The Amazon Monument was unveiled on July 30, 2022, by the President of the Republic of Benin, Patrice Talon. It depicts a young female warrior armed with a rifle and a sword in a defiant, battle-ready pose.

==Location==
The Amazon Monument is located between Boulevard de la Marina and the Atlantic Ocean, in the 12th arrondissement of Cotonou, Littoral Department in southern Benin, opposite Independence Square and the Presidential Palace.

==Architecture==
The work is a bronze-covered metal structure. Designed by Li Xiangqun, it stands 30 meters high.

==Construction==
The decision to erect the statue of the Amazon on the Amazon Esplanade, a square to be developed for this purpose, was made following the Council of Ministers' meeting on July 17, 2019. The work was entrusted to Chinese artist-sculptor Li Xiangqun, under the auspices of the Beijing Huashi Xiangqun Culture and Art Co. Ltd.

==Symbolism==
The project was initiated with the aim of giving a new visual identity to the Republic of Benin. It is also an opportunity to pay tribute to the Dahomey Amazons.

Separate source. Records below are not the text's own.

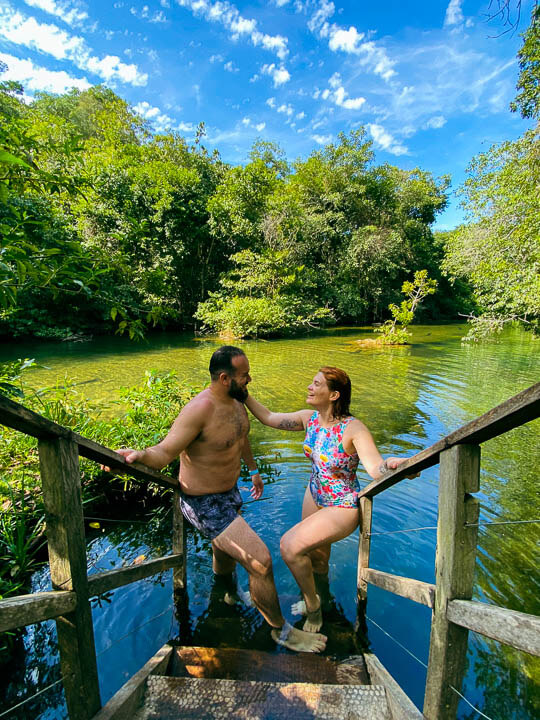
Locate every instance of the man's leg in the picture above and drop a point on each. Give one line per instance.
(319, 529)
(224, 567)
(243, 544)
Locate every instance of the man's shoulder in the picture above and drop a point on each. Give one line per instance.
(202, 404)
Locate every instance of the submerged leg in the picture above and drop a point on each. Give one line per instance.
(243, 544)
(320, 529)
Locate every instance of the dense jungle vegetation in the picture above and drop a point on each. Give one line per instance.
(108, 227)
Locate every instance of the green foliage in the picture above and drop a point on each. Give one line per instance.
(146, 414)
(498, 253)
(263, 296)
(527, 100)
(415, 292)
(113, 228)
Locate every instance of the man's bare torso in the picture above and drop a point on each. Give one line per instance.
(211, 462)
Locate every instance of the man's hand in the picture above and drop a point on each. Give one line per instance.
(130, 456)
(258, 486)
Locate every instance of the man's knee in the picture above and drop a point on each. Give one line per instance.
(261, 564)
(288, 547)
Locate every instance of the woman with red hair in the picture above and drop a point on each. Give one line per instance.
(335, 442)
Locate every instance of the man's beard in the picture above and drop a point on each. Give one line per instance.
(237, 392)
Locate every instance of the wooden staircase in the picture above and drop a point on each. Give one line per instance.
(223, 683)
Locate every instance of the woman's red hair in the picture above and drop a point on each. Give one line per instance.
(338, 381)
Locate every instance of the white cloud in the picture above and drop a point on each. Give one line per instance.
(321, 139)
(33, 77)
(454, 14)
(436, 122)
(279, 75)
(53, 41)
(350, 41)
(287, 109)
(346, 40)
(71, 16)
(228, 15)
(159, 17)
(384, 140)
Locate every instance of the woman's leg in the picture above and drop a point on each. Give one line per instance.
(320, 557)
(319, 529)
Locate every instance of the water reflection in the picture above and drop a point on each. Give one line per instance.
(409, 398)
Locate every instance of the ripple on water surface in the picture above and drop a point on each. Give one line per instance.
(409, 398)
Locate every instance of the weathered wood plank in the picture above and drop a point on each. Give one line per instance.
(522, 408)
(179, 543)
(60, 475)
(112, 579)
(520, 630)
(400, 705)
(240, 664)
(28, 609)
(416, 590)
(454, 565)
(94, 451)
(16, 416)
(364, 545)
(124, 703)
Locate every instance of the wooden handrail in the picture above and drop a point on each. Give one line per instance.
(518, 410)
(520, 630)
(16, 416)
(416, 590)
(28, 609)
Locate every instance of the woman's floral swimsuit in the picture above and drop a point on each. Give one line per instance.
(333, 479)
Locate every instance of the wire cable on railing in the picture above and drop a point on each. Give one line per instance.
(424, 665)
(434, 527)
(392, 532)
(501, 522)
(123, 637)
(40, 692)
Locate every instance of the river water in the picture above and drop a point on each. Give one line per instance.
(409, 397)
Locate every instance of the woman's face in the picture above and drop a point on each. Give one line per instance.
(319, 392)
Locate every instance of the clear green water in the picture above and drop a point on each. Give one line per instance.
(409, 397)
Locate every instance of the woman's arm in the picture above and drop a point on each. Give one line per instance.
(369, 455)
(280, 421)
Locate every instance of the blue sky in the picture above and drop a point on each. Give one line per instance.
(429, 80)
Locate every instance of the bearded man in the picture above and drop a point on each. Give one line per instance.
(211, 437)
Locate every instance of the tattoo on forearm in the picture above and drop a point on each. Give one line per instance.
(290, 425)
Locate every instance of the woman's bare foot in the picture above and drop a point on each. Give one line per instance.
(299, 640)
(313, 619)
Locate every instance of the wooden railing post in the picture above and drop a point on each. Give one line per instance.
(60, 475)
(454, 567)
(178, 543)
(364, 544)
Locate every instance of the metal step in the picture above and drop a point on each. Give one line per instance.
(168, 698)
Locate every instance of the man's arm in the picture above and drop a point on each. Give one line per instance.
(280, 421)
(247, 457)
(184, 430)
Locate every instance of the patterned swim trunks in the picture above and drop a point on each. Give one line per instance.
(211, 514)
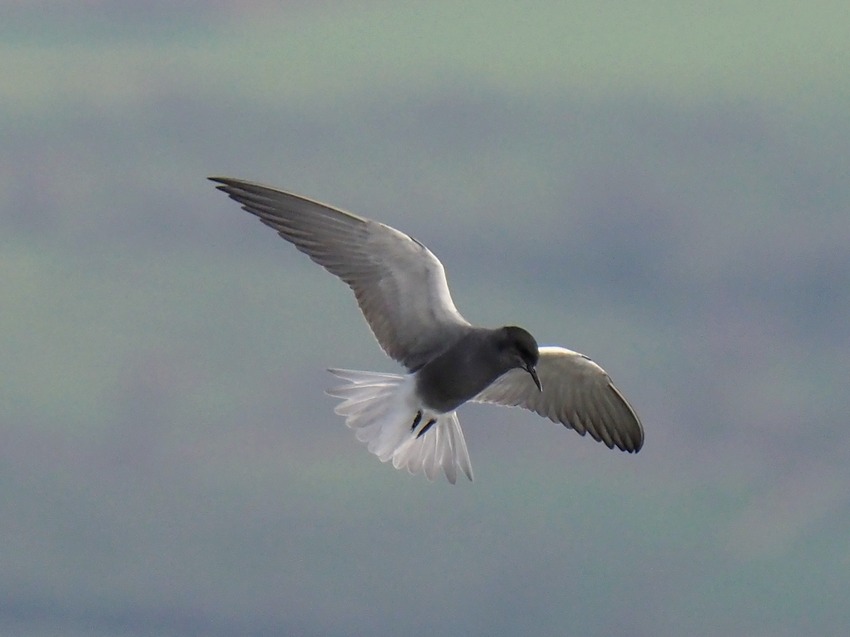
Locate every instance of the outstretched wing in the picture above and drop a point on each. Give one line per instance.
(576, 392)
(400, 285)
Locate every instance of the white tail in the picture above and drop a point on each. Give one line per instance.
(385, 414)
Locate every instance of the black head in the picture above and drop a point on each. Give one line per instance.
(521, 349)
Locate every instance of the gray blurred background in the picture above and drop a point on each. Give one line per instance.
(663, 186)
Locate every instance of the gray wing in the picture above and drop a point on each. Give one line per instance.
(576, 392)
(400, 285)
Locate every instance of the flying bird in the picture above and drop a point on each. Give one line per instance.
(401, 289)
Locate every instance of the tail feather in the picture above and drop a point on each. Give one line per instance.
(382, 409)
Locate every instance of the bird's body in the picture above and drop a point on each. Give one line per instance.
(402, 291)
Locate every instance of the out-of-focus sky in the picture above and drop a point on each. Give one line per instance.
(660, 186)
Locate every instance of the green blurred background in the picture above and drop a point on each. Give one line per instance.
(661, 185)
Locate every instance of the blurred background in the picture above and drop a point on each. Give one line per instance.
(662, 186)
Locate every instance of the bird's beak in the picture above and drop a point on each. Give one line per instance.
(530, 369)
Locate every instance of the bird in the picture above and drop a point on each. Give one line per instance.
(402, 291)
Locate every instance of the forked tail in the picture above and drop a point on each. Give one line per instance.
(384, 412)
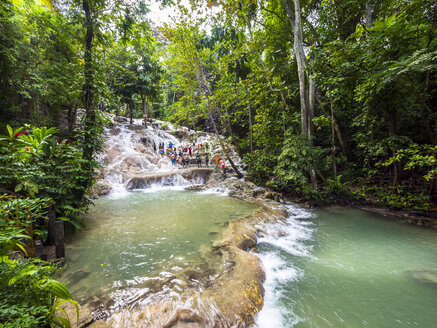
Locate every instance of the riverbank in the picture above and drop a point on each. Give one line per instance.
(229, 296)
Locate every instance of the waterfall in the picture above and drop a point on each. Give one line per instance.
(129, 154)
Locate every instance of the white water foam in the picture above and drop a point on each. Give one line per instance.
(292, 238)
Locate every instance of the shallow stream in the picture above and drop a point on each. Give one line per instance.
(146, 235)
(348, 268)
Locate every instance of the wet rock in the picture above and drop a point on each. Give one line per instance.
(101, 188)
(428, 276)
(136, 127)
(99, 324)
(114, 131)
(181, 134)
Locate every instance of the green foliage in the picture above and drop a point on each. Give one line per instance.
(29, 295)
(400, 198)
(416, 157)
(15, 216)
(35, 161)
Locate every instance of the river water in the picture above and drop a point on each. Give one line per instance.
(145, 235)
(348, 268)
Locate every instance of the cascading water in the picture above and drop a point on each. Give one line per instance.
(346, 268)
(128, 152)
(292, 237)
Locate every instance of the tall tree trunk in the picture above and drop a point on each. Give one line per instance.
(392, 133)
(88, 90)
(306, 96)
(249, 109)
(145, 102)
(334, 162)
(131, 107)
(369, 14)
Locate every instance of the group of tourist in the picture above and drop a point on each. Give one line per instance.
(183, 155)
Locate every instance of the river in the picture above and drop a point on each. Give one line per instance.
(348, 268)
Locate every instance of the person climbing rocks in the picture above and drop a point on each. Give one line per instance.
(223, 166)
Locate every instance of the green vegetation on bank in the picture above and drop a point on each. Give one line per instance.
(323, 99)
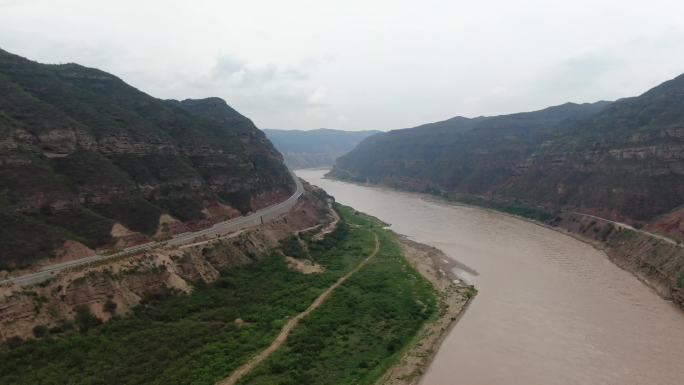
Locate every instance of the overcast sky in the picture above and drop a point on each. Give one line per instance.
(370, 64)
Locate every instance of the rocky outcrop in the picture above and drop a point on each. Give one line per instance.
(656, 262)
(125, 281)
(80, 150)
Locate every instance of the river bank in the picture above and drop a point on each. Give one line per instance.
(655, 261)
(454, 297)
(550, 309)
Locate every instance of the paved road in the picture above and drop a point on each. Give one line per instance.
(626, 226)
(264, 215)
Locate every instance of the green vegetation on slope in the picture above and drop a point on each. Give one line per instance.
(360, 331)
(79, 139)
(175, 338)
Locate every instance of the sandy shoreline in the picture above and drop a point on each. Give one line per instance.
(453, 299)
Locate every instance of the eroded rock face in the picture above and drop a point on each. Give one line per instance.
(623, 159)
(125, 281)
(81, 150)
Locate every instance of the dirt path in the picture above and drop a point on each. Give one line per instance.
(292, 323)
(626, 226)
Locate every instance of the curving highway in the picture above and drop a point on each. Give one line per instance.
(264, 215)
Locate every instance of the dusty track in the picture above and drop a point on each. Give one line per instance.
(292, 323)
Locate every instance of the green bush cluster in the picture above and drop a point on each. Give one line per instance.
(174, 338)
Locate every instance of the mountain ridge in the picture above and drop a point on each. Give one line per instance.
(82, 151)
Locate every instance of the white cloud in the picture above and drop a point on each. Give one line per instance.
(382, 64)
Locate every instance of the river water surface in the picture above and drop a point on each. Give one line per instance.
(550, 309)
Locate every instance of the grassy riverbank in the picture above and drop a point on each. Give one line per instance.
(202, 337)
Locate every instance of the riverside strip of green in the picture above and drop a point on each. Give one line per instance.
(202, 337)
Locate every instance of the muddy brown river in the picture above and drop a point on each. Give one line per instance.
(550, 309)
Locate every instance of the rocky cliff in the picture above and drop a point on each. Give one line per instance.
(622, 160)
(626, 162)
(467, 155)
(87, 158)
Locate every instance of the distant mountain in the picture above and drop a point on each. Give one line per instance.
(86, 157)
(474, 156)
(315, 148)
(625, 162)
(621, 160)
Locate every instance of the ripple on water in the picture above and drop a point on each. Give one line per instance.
(550, 309)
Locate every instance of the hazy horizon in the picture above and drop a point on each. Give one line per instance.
(359, 66)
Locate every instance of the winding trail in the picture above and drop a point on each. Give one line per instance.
(292, 323)
(626, 226)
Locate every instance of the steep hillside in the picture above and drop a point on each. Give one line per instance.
(460, 154)
(315, 148)
(626, 162)
(623, 160)
(88, 158)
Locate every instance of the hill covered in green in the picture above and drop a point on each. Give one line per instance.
(81, 150)
(622, 160)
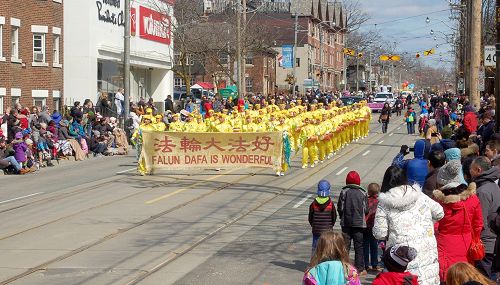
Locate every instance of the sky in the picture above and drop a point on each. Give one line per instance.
(404, 22)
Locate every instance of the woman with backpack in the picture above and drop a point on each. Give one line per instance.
(410, 120)
(385, 115)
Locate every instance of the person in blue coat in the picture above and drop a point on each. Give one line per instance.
(416, 169)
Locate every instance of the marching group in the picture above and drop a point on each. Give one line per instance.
(317, 129)
(436, 216)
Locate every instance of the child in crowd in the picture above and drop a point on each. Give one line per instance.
(396, 259)
(465, 273)
(20, 148)
(370, 244)
(322, 212)
(330, 263)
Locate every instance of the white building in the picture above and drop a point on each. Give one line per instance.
(93, 44)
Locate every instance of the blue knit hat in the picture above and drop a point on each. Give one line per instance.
(453, 154)
(323, 188)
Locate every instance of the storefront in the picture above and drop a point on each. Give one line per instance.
(94, 45)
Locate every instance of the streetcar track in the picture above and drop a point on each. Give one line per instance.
(101, 240)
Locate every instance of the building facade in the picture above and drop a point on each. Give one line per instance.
(94, 44)
(31, 53)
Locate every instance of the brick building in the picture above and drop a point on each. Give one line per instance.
(31, 53)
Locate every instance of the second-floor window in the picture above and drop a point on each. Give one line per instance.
(56, 49)
(38, 47)
(15, 42)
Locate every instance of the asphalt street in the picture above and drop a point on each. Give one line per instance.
(98, 222)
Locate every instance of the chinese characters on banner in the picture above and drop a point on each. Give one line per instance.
(170, 150)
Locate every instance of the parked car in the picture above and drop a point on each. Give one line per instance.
(380, 99)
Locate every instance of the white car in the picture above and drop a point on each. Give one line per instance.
(383, 97)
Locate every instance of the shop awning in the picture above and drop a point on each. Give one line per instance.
(203, 85)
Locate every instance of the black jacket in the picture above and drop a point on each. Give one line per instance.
(353, 206)
(322, 217)
(489, 195)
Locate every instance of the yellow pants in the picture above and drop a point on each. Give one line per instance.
(322, 147)
(309, 153)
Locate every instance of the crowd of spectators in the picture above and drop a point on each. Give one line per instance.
(32, 138)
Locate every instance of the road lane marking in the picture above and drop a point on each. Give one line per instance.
(342, 170)
(186, 188)
(19, 198)
(125, 171)
(302, 201)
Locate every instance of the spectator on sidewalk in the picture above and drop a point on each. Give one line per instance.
(330, 263)
(322, 212)
(352, 207)
(463, 273)
(462, 221)
(488, 193)
(436, 160)
(416, 169)
(406, 216)
(370, 243)
(7, 158)
(396, 259)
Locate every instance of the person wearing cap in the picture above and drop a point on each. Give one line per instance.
(352, 208)
(322, 212)
(462, 221)
(396, 259)
(406, 216)
(485, 176)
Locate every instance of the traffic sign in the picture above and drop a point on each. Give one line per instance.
(349, 51)
(481, 75)
(490, 57)
(429, 52)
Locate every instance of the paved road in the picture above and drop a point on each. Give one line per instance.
(95, 222)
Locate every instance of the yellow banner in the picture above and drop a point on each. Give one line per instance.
(174, 151)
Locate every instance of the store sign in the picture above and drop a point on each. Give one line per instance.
(109, 11)
(133, 21)
(287, 51)
(154, 26)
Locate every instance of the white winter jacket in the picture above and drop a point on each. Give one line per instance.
(406, 216)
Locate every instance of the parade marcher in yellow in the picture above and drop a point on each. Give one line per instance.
(160, 126)
(146, 125)
(176, 125)
(308, 140)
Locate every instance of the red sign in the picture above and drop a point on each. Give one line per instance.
(154, 26)
(133, 21)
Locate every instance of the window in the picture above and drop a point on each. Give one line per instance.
(56, 103)
(15, 43)
(249, 84)
(178, 82)
(39, 102)
(1, 42)
(249, 59)
(56, 49)
(38, 47)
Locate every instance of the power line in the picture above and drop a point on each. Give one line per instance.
(406, 18)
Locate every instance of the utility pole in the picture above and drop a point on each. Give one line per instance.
(126, 61)
(295, 53)
(238, 48)
(475, 60)
(320, 57)
(357, 73)
(497, 77)
(244, 54)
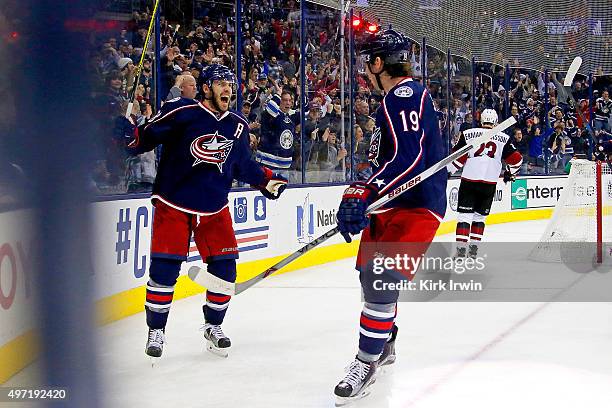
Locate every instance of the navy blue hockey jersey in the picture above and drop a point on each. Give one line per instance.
(406, 141)
(201, 155)
(277, 142)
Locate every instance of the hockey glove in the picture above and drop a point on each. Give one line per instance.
(351, 215)
(508, 176)
(124, 130)
(274, 184)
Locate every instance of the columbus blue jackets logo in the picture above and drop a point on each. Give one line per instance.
(213, 149)
(286, 139)
(374, 147)
(404, 92)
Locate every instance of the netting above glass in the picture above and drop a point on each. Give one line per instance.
(542, 34)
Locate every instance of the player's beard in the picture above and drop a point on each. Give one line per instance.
(219, 102)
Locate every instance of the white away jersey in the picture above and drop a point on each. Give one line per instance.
(484, 163)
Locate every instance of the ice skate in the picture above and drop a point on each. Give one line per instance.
(155, 344)
(473, 252)
(216, 341)
(388, 355)
(355, 385)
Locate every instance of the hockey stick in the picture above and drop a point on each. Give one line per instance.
(216, 284)
(566, 88)
(128, 111)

The Amazon Monument commemorates an all-female military regiment that existed until the end of the 19th century in the Kingdom of Dahomey. It was a corps created during the reign of Hangbe (from 1708 to 1711) and called "Agoodjié" or "minons," then restructured by King Ghezo.

==Controversies==
Work at the end of the week of May 8, 2022, revealed the face, right up to the bust, of the Amazon Monument, which had previously been hidden from view. Following this unveiling, a controversy arose on social media with the spread of a rumor that it was the statue of Hangbe. On May 14, 2022, the government of Benin issued a press release denying this rumor, recalling the context of the monument's erection.